Forensic scientists apply scientific knowledge and skills to investigating crimes and helping the police find or eliminate crime suspects. They may also do research into developing or improving forensic techniques.

Forensic scientists may do some or all of the following:

  • visit crime scenes to find evidence
  • take notes and map the crime scene
  • analyse physical evidence such as fibres, glass, debris, firearms, bullets and marks made by tools or weapons
  • identify drugs found on people, in body fluids or at crime scenes
  • analyse biological evidence such as hair, or blood and other body fluids
  • analyse body tissues for poisons
  • write reports on the results
  • give evidence in court
  • investigate civil court cases such as fire or insurance claims
  • train police staff in collecting evidence.

Physical Requirements

Forensic scientists need to have good eyesight (with or without corrective lenses) as they search for small pieces of evidence at crime scenes. 

Useful Experience

Useful experience for forensic scientists includes laboratory work, and work in the fields of medicine or chemistry.

Personal Qualities

Forensic scientists need to be:

  • good at problem solving
  • good communicators
  • honest, responsible and able to keep information private
  • accurate, with an eye for detail
  • able to work well under pressure.

Useful Experience

Useful experience for forensic scientists includes laboratory work, and work in the fields of medicine or chemistry.

Subject Recommendations

A tertiary entrance qualification is required to enter further training. Useful subjects include maths, biology, chemistry and English.

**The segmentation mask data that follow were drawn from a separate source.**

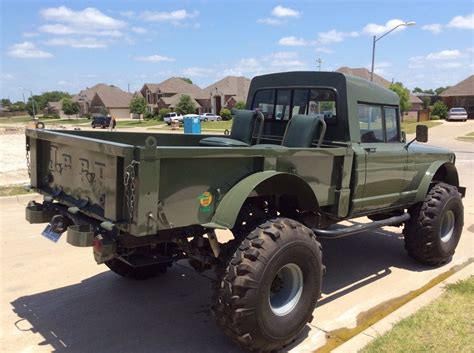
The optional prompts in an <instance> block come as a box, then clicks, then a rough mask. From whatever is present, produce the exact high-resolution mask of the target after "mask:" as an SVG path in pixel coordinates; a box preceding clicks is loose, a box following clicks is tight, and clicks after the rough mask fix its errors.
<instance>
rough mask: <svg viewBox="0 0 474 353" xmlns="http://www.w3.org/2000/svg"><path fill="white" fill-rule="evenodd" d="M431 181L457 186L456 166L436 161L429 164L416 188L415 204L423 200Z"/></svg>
mask: <svg viewBox="0 0 474 353" xmlns="http://www.w3.org/2000/svg"><path fill="white" fill-rule="evenodd" d="M433 180H438V181H444V182H446V183H448V184H451V185H454V186H459V176H458V171H457V169H456V166H455V165H454V164H453V163H451V162H446V161H437V162H434V163H433V164H431V165H430V167H429V168H428V170H427V171H426V173H425V175H424V177H423V179H422V180H421V182H420V185H419V186H418V191H417V193H416V198H415V202H422V201H424V200H425V198H426V194H428V191H429V189H430V185H431V182H432V181H433Z"/></svg>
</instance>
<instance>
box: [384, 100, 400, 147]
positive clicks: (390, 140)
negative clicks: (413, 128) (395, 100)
mask: <svg viewBox="0 0 474 353" xmlns="http://www.w3.org/2000/svg"><path fill="white" fill-rule="evenodd" d="M384 113H385V129H386V130H385V131H386V136H387V142H398V141H400V138H399V136H398V126H397V121H398V119H397V109H396V108H392V107H385V108H384Z"/></svg>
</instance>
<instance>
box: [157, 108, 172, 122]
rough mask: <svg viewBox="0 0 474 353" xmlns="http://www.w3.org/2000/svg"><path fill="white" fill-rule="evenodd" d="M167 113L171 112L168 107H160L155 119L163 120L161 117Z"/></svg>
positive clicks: (161, 117)
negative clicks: (156, 116)
mask: <svg viewBox="0 0 474 353" xmlns="http://www.w3.org/2000/svg"><path fill="white" fill-rule="evenodd" d="M168 113H171V109H168V108H161V109H160V110H159V111H158V117H157V119H158V120H163V118H164V117H165V115H166V114H168Z"/></svg>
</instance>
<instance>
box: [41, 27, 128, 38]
mask: <svg viewBox="0 0 474 353" xmlns="http://www.w3.org/2000/svg"><path fill="white" fill-rule="evenodd" d="M39 30H40V31H41V32H44V33H49V34H55V35H72V34H88V35H96V36H107V37H121V36H123V33H122V32H120V31H118V30H94V29H89V28H78V27H71V26H66V25H63V24H49V25H43V26H40V28H39Z"/></svg>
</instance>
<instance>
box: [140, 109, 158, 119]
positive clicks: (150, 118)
mask: <svg viewBox="0 0 474 353" xmlns="http://www.w3.org/2000/svg"><path fill="white" fill-rule="evenodd" d="M154 117H155V115H154V114H153V113H152V112H149V111H148V110H147V111H146V112H145V114H143V120H151V119H153V118H154Z"/></svg>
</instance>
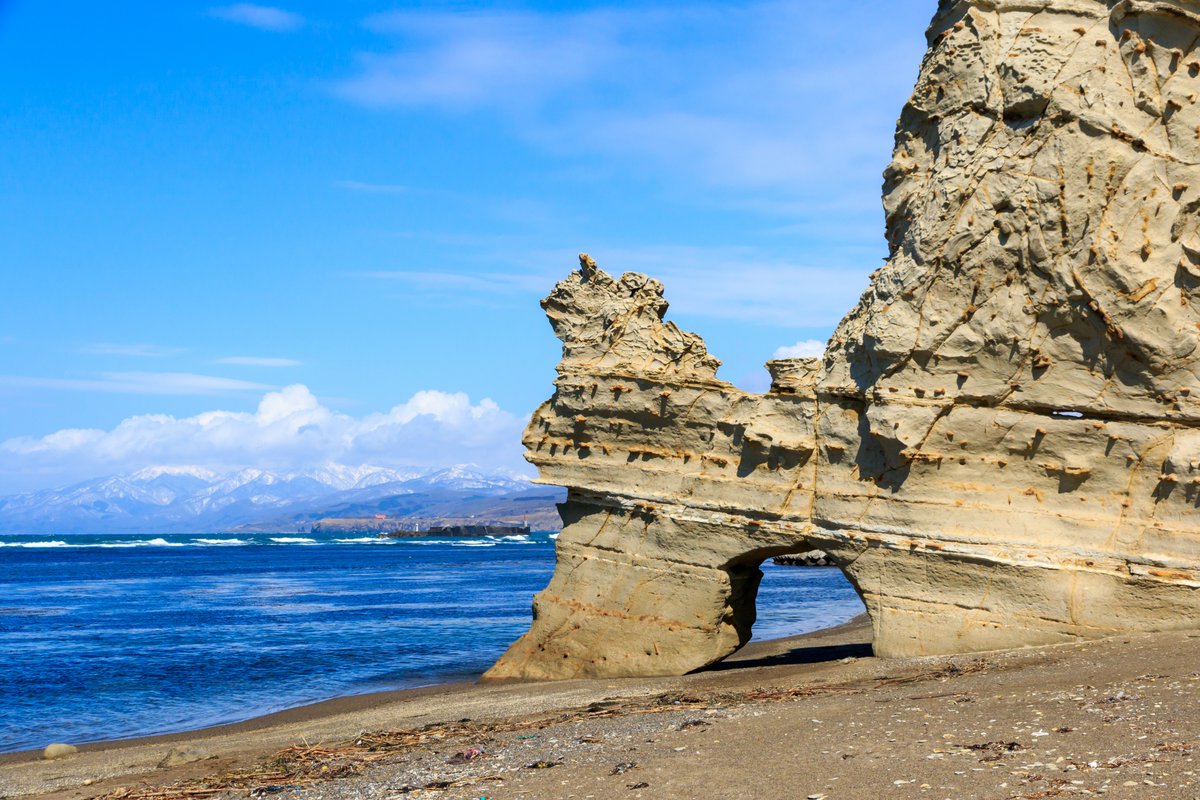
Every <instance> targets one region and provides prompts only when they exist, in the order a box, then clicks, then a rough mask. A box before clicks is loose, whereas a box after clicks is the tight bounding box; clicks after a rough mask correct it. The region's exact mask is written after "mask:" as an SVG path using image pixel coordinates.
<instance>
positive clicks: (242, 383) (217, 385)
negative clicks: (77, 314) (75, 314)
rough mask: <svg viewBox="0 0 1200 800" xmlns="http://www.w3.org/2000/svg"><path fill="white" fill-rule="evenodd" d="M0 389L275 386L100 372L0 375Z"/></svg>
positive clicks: (191, 389) (184, 374) (189, 388)
mask: <svg viewBox="0 0 1200 800" xmlns="http://www.w3.org/2000/svg"><path fill="white" fill-rule="evenodd" d="M0 389H50V390H59V391H82V392H115V393H121V395H229V393H236V392H246V391H256V392H257V391H264V390H270V389H275V386H271V385H270V384H258V383H253V381H250V380H236V379H234V378H221V377H218V375H198V374H194V373H190V372H102V373H100V374H98V377H96V378H36V377H30V375H0Z"/></svg>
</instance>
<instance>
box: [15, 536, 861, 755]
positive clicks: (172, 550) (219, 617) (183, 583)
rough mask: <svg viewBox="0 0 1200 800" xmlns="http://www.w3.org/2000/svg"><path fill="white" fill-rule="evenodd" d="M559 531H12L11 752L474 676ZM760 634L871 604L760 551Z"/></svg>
mask: <svg viewBox="0 0 1200 800" xmlns="http://www.w3.org/2000/svg"><path fill="white" fill-rule="evenodd" d="M553 561H554V553H553V540H552V539H551V537H550V536H548V535H546V534H534V535H532V536H528V537H520V536H518V537H484V539H473V540H434V539H406V540H377V539H370V537H354V536H330V535H325V536H316V535H314V536H306V535H294V534H254V535H220V534H209V535H158V536H152V535H148V536H0V752H10V751H16V750H25V748H32V747H41V746H44V745H46V744H48V742H49V741H73V742H83V741H96V740H102V739H119V738H126V736H137V735H148V734H155V733H169V732H176V730H186V729H192V728H199V727H204V726H211V724H220V723H223V722H233V721H238V720H245V718H250V717H253V716H258V715H260V714H266V712H270V711H277V710H281V709H286V708H293V706H296V705H302V704H305V703H312V702H316V700H322V699H328V698H331V697H340V696H344V694H355V693H362V692H372V691H380V690H390V688H406V687H412V686H421V685H428V684H438V682H445V681H451V680H463V679H472V678H475V676H478V675H479V674H480V673H481V672H482V670H484V669H486V668H487V667H488V666H490V664H491V663H492V662H493V661H494V660H496V658H497V657H498V656H499V655H500V654H502V652H503V651H504V649H505V648H506V646H508V644H509V643H510V642H511V640H512V639H515V638H516V637H517V636H520V634H521V633H522V632H524V630H526V628H527V627H528V625H529V615H530V601H532V599H533V595H534V593H536V591H539V590H540V589H541V588H544V587H545V585H546V583H547V582H548V581H550V576H551V572H552V571H553ZM763 571H764V572H766V577H764V579H763V584H762V589H761V591H760V597H758V603H757V606H758V621H757V622H756V624H755V638H756V639H757V638H778V637H781V636H791V634H794V633H803V632H806V631H812V630H817V628H821V627H827V626H830V625H836V624H840V622H844V621H846V620H848V619H851V618H852V616H854V615H856V614H859V613H862V610H863V607H862V603H860V601H859V600H858V597H857V595H856V594H854V591H853V589H852V588H851V587H850V584H848V583H847V582H846V579H845V578H844V577H842V575H841V573H840V571H838V570H836V569H833V567H829V569H796V567H778V566H773V565H770V564H766V565H763Z"/></svg>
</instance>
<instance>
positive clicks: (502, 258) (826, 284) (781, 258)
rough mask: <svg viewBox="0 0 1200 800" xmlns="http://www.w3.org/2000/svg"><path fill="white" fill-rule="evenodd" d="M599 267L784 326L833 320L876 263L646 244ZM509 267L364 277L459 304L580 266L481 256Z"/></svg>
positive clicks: (604, 261) (413, 270)
mask: <svg viewBox="0 0 1200 800" xmlns="http://www.w3.org/2000/svg"><path fill="white" fill-rule="evenodd" d="M592 255H593V257H594V258H595V259H596V260H598V263H599V264H600V267H601V269H604V270H606V271H607V272H611V273H613V275H620V273H623V272H642V273H644V275H649V276H650V277H655V278H659V279H660V281H662V283H664V284H665V287H666V297H667V300H670V301H671V307H672V309H673V311H674V313H682V314H686V315H689V317H708V318H714V319H737V320H742V321H746V323H754V324H760V325H776V326H781V327H793V329H794V327H821V326H823V327H828V329H832V327H833V326H834V325H836V324H838V323H839V321H840V320H841V317H842V315H844V314H845V313H846V312H847V311H848V309H850V308H852V307H853V306H854V303H856V302H857V300H858V297H859V295H862V293H863V289H864V288H866V284H868V281H869V272H870V270H871V269H872V265H871V264H870V263H869V260H868V259H864V263H863V264H862V265H858V264H845V265H836V264H830V265H821V266H814V265H809V264H803V263H798V261H796V260H793V259H790V258H787V257H785V255H782V254H780V253H778V252H773V251H769V249H766V248H762V247H750V246H746V247H732V246H725V247H696V246H688V245H649V246H643V247H605V246H600V247H596V248H593V249H592ZM481 258H484V259H485V260H487V261H488V263H491V264H499V265H511V269H510V270H505V271H491V272H485V271H479V272H444V271H420V270H413V271H376V272H359V273H355V275H356V276H359V277H362V278H371V279H378V281H392V282H396V283H401V284H403V285H404V290H406V293H409V294H415V295H420V296H422V297H425V299H426V300H427V301H431V302H445V303H460V302H463V301H464V300H473V301H493V300H496V299H497V297H528V299H530V300H533V299H538V297H542V296H545V295H546V294H548V293H550V290H551V289H552V288H553V285H554V284H556V283H557V282H558V281H562V279H563V278H564V277H566V275H568V273H569V272H570V271H571V270H574V269H576V266H577V258H576V254H575V253H572V252H570V251H528V249H526V251H514V249H512V248H511V247H508V248H497V251H496V252H492V253H487V254H486V255H484V257H481Z"/></svg>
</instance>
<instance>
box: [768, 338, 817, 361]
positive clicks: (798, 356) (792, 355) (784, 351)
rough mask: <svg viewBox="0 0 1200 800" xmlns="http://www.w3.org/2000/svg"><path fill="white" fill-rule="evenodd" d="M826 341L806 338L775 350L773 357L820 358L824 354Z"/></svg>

Forensic Scientists can earn around $50K-$76K per year per year.

Forensic scientists may progress to senior scientist, science leader or management roles. 

Forensic scientists at ESR may specialise in areas such as:

DNA Analyst
DNA analysts examine DNA evidence, such as blood, from crime scenes.
Firearms Examiner
Firearms examiners identify guns used in crimes by studying bullets and bullet marks.
Forensic Toxicologist
Forensic toxicologists analyse drugs and poisons in specimens such as food or blood.
Illicit Drug Analyst
Illicit drug analysts identify illicit drugs, such as methamphetamine and cocaine, usually for the police.

The New Zealand Police also offers a range of forensic civilian specialisations including fingerprint officers, behavioural analysts, electronic crime analysts, document examiners and scene of crime officers.